The giant's mountain is boring as fuck, which is surprising because normally From fucking nails snow-levels, and consecrated snowfields made me want to kill myself. The endgame tree area was alright though, I didn't even think Mallenia or whatever the valkyrie bitch is called was as bad as people said she is. Aside from the waterfowl attack -- which is complete bullshit without bloodhound step -- I thought she was one of the more entertaining and 'fair' fights. Her health drain can be an issue, but I think it's meant more to scare you than actually be a hinderance.

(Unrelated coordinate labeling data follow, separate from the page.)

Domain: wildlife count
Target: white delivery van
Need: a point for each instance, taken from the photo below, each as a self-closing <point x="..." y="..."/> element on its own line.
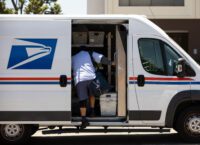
<point x="155" y="83"/>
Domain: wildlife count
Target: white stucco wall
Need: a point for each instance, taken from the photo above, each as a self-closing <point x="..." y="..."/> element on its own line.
<point x="191" y="10"/>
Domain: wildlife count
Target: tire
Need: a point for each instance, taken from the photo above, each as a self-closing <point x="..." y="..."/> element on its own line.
<point x="188" y="124"/>
<point x="15" y="133"/>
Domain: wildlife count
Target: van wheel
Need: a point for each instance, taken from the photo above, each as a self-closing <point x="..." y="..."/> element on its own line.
<point x="15" y="133"/>
<point x="188" y="124"/>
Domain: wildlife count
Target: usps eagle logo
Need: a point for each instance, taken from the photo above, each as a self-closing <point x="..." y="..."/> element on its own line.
<point x="32" y="54"/>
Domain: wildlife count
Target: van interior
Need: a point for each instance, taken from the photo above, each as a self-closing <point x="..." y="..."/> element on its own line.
<point x="109" y="39"/>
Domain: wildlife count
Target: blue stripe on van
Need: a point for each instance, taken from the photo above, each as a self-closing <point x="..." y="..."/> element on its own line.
<point x="167" y="83"/>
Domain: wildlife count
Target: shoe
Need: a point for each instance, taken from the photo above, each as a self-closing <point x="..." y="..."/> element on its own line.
<point x="84" y="124"/>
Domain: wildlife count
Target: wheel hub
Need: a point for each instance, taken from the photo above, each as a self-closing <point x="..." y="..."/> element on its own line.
<point x="194" y="124"/>
<point x="12" y="132"/>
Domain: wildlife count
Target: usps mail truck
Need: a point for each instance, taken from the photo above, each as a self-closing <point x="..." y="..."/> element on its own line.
<point x="155" y="83"/>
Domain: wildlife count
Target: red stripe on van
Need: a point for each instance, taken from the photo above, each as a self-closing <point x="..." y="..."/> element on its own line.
<point x="162" y="79"/>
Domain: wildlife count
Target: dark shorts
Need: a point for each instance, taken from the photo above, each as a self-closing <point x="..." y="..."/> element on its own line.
<point x="83" y="90"/>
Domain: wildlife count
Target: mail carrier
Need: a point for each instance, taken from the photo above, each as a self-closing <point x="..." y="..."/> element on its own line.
<point x="155" y="83"/>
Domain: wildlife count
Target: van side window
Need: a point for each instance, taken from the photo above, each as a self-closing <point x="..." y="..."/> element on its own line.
<point x="171" y="59"/>
<point x="151" y="56"/>
<point x="159" y="58"/>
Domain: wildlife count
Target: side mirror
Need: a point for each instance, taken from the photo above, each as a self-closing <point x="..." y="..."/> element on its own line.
<point x="180" y="67"/>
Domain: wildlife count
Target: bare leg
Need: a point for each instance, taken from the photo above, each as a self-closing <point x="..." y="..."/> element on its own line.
<point x="92" y="102"/>
<point x="83" y="111"/>
<point x="92" y="105"/>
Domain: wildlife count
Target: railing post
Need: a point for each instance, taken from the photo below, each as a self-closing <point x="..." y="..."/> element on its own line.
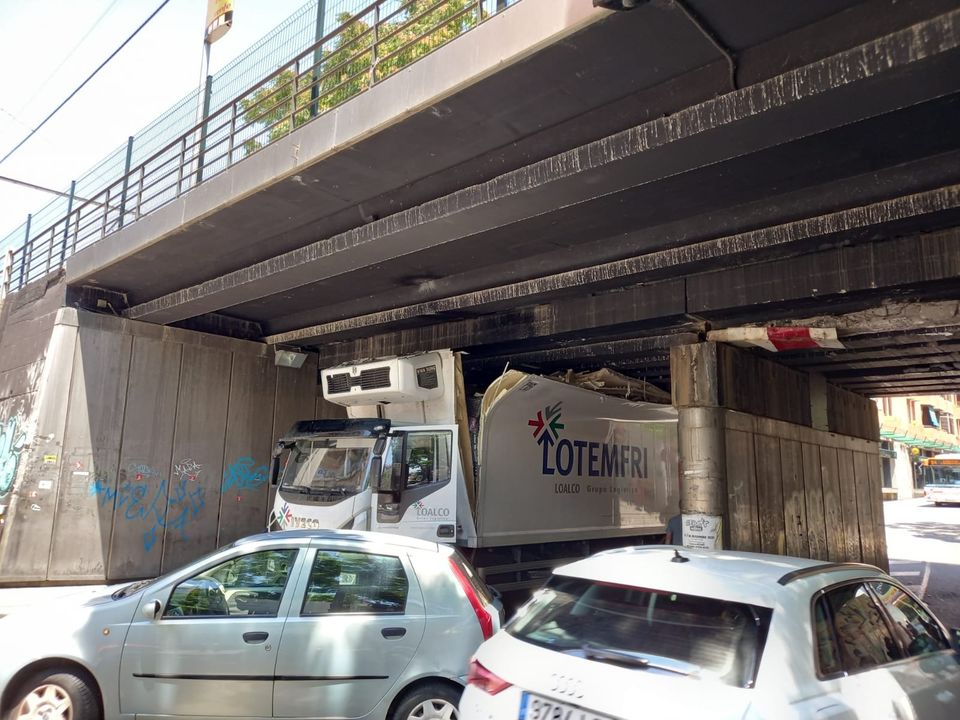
<point x="7" y="272"/>
<point x="106" y="213"/>
<point x="76" y="233"/>
<point x="26" y="251"/>
<point x="183" y="160"/>
<point x="233" y="132"/>
<point x="126" y="181"/>
<point x="139" y="205"/>
<point x="317" y="58"/>
<point x="66" y="222"/>
<point x="207" y="93"/>
<point x="293" y="96"/>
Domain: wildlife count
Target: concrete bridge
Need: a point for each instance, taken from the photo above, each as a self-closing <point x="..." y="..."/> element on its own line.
<point x="561" y="186"/>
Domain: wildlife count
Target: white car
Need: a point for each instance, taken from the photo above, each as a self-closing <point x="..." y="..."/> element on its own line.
<point x="298" y="624"/>
<point x="664" y="632"/>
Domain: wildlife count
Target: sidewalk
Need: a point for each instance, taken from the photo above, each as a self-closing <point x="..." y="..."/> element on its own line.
<point x="13" y="600"/>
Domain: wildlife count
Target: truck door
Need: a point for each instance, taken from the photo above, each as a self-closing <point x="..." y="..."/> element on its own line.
<point x="418" y="493"/>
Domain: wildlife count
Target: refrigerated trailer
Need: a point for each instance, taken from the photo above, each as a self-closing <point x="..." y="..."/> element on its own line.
<point x="537" y="472"/>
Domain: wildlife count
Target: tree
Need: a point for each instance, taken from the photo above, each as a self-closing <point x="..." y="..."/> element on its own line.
<point x="348" y="68"/>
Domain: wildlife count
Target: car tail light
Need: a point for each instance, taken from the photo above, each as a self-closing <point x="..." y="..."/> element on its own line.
<point x="481" y="678"/>
<point x="484" y="617"/>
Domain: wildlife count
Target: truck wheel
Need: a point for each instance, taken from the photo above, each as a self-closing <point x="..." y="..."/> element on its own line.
<point x="55" y="694"/>
<point x="434" y="701"/>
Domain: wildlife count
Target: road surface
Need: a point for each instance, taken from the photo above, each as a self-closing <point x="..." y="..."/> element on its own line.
<point x="923" y="544"/>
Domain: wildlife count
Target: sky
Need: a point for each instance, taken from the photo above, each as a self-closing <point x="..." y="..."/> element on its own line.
<point x="48" y="47"/>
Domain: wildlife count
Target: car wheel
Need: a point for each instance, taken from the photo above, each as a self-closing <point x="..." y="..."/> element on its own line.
<point x="55" y="695"/>
<point x="434" y="701"/>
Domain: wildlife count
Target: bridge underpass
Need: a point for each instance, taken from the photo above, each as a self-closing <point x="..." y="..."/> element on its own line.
<point x="825" y="190"/>
<point x="756" y="169"/>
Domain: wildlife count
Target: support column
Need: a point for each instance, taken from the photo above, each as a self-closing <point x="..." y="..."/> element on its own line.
<point x="703" y="468"/>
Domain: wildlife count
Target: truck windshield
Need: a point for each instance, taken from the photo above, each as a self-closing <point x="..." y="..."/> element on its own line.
<point x="328" y="467"/>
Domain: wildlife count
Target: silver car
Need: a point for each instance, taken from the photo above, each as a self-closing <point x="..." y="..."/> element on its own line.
<point x="299" y="624"/>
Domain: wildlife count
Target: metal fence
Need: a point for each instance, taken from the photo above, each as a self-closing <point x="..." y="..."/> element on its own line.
<point x="367" y="45"/>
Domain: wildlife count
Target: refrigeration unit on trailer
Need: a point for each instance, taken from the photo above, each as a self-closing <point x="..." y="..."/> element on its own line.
<point x="554" y="471"/>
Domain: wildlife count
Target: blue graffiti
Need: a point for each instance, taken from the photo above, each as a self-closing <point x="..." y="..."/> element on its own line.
<point x="12" y="442"/>
<point x="244" y="474"/>
<point x="159" y="505"/>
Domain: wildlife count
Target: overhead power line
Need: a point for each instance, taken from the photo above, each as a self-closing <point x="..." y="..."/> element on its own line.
<point x="69" y="55"/>
<point x="81" y="85"/>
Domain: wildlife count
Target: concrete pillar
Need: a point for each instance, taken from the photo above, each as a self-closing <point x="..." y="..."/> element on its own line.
<point x="703" y="474"/>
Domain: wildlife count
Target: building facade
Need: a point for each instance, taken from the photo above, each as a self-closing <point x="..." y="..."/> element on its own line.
<point x="912" y="428"/>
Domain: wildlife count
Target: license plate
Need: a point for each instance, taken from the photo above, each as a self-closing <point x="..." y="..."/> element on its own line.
<point x="536" y="707"/>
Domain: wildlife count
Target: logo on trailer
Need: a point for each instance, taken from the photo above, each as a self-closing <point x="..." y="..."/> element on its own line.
<point x="428" y="512"/>
<point x="583" y="458"/>
<point x="546" y="425"/>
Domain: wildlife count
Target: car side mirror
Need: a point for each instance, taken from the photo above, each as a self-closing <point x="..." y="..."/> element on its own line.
<point x="151" y="609"/>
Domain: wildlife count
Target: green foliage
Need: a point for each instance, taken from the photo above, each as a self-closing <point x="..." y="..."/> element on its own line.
<point x="348" y="68"/>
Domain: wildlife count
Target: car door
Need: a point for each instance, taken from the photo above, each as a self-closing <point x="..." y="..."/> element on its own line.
<point x="357" y="621"/>
<point x="855" y="648"/>
<point x="930" y="675"/>
<point x="211" y="651"/>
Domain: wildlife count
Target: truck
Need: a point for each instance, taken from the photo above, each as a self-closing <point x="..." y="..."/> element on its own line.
<point x="529" y="475"/>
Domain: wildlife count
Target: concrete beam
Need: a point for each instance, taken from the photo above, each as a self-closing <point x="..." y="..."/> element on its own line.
<point x="503" y="40"/>
<point x="739" y="249"/>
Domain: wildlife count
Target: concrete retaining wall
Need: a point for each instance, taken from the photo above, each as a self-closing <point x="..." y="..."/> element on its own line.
<point x="131" y="447"/>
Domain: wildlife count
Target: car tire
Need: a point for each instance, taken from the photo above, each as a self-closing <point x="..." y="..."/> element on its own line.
<point x="56" y="693"/>
<point x="433" y="701"/>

It feels kind of like From got obsessed with spectacle when it came to the bosses, moreso than making them actually fun to fight. They're all the best the team has ever put out... when you look at them from a purely removed aesthetic and spectacle sense. They shoot out massive attacks, they're animated beautifully, and it's really engaging to watch someone dance around them and trade blows when they've mastered that particular fight. BUT they're full of input reading, gigantic AOE bullshit that's hard to read and dodge, and so aggressive that it feels like you never really get a chance to step back and absorb what they're doing so that you can learn their moves. Fun to watch, not fun to play. People say they're balanced around using mimic or ashes and I don't know if they really are, because I go from beating my head against them solo to chunking them instantly with a mimic summon. I think they're just weakly designed.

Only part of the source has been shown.